Group turnover was up 7% to £157m (2017: £146.6m) while the EBITDA loss was 43% smaller year on year at £2.5m (2017: loss of £4.4m).

DX Group made a pre-tax loss of £5.3m in the period (2017: loss of £14.1m).

There were no exceptional costs in the period and following a refinancing exercise last year, net debt was £3.5m in the period compared with £25.6m a year ago.

DX Freight

The old Nightfreight business, DX Freight remained loss making. While turnover increased by 16% year on year to £78m (67.4m), the division made an EBITDA loss of £5.5m (2017: loss of £8.1m).

DX Freight contains the groups DX Logistics business, which delivers bespoke services to the likes of IKEA and Avon, as well as its two-man operation.
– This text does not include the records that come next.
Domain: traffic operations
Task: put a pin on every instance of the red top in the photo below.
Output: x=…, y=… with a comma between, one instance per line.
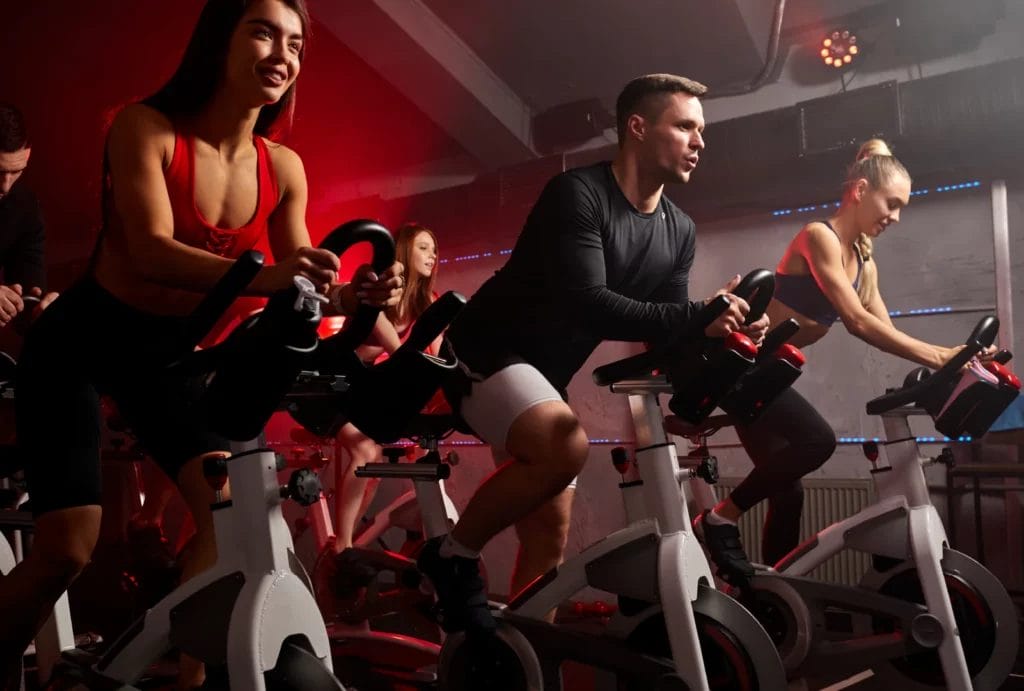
x=192, y=228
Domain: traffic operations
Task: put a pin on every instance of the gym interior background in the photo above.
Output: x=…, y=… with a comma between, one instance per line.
x=438, y=111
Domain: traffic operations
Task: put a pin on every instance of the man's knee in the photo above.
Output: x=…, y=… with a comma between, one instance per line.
x=64, y=545
x=551, y=438
x=546, y=530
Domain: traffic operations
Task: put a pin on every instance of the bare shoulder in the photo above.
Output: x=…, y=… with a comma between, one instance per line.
x=285, y=160
x=140, y=127
x=140, y=120
x=816, y=233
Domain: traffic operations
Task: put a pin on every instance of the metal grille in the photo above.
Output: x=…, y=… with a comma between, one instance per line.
x=825, y=502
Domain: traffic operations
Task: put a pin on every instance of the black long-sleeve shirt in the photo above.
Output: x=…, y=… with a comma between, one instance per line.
x=22, y=240
x=587, y=267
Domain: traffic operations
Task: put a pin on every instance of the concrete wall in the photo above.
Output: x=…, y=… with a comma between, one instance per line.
x=939, y=255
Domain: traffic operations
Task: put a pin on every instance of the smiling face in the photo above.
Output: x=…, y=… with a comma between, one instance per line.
x=12, y=164
x=879, y=207
x=423, y=257
x=265, y=52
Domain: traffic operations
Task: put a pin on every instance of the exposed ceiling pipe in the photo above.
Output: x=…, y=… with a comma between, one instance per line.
x=770, y=59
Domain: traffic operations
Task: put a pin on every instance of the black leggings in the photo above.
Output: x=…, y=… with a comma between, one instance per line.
x=788, y=440
x=89, y=343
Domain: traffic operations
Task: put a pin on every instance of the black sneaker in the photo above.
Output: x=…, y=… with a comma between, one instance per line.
x=726, y=550
x=462, y=597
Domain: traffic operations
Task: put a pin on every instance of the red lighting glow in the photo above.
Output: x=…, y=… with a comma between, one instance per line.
x=839, y=48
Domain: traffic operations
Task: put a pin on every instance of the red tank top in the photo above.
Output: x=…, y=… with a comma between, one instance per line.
x=192, y=228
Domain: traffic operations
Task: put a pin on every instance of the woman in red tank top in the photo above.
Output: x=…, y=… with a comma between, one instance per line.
x=416, y=248
x=193, y=178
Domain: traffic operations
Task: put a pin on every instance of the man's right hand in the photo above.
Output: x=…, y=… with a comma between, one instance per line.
x=10, y=303
x=734, y=315
x=318, y=265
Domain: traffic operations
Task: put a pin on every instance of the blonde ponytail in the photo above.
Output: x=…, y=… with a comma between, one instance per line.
x=875, y=163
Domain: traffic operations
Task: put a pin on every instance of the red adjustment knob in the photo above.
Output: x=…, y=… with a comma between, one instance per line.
x=791, y=354
x=740, y=344
x=621, y=460
x=1004, y=374
x=215, y=472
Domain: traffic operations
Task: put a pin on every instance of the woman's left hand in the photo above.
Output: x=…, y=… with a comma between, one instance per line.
x=756, y=332
x=379, y=291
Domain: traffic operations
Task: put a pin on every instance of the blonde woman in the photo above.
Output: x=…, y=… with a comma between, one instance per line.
x=826, y=274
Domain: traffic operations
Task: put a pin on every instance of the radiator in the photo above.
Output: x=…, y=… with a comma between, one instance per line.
x=824, y=503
However, the largest contributor in regards turnover is its one-man operation, which added £5m in revenue to reach £47.8m.

Although dedicated sales support it paying dividends, Mulligan said a decision to reduce its B2C dependency - it has almost halved compared to a year ago - and concentrate on “the heart of what we do, which is B2B on our 7.5-tonne fleet going from trading estate to trading estate” was paying off.

DX Group has also opened new, dedicated sites for its divisions including one in Pucklechurch, Gloucester for DX Freight. This will be joined, imminently, by a new DX Freight depot in Maidstone, Kent.

“It’s helping build out local presence and deliver a better level of service,” he said.

DX Express

While the division’s turnover was flat at £79m (2017: £79.2m) its EBITDA fell 18% to £11.6m (2017: £14.2m).

DX Exchange remains under pressure as fewer physical documents are moved but the rate of attrition has been slowed to 8% compared with 12% a year ago.

The operator’s play in the area is to reposition DX Exchange as an exclusive members’ network, something that Mulligan said it is taking its time with and therefore has a completion rate of 12 to 24 months.

DX Courier increased turnover by 9% to £30.1m in the period.

April is a big month for the division, as it will find out if it has triumphed in the tender for the Passport Office. Its current contract runs until October 2019 but it has delivered the service for the client since 2004.

DX Group said it will also be adding a mix of 7.5-tonner MANs in the next few months, which will be a mix of replacements and additions to the fleet.


Liad Meidar, chief investment officer at Gatemore Capital Management, which with a holding of more than 35% is DX Group's largest single shareholder, said: “We are pleased by today’s results, which are a further sign that DX Group is heading in the right direction.

"We remain confident in management’s ability to implement its plan to deliver long term growth, and look forward to continuing to work with the team.”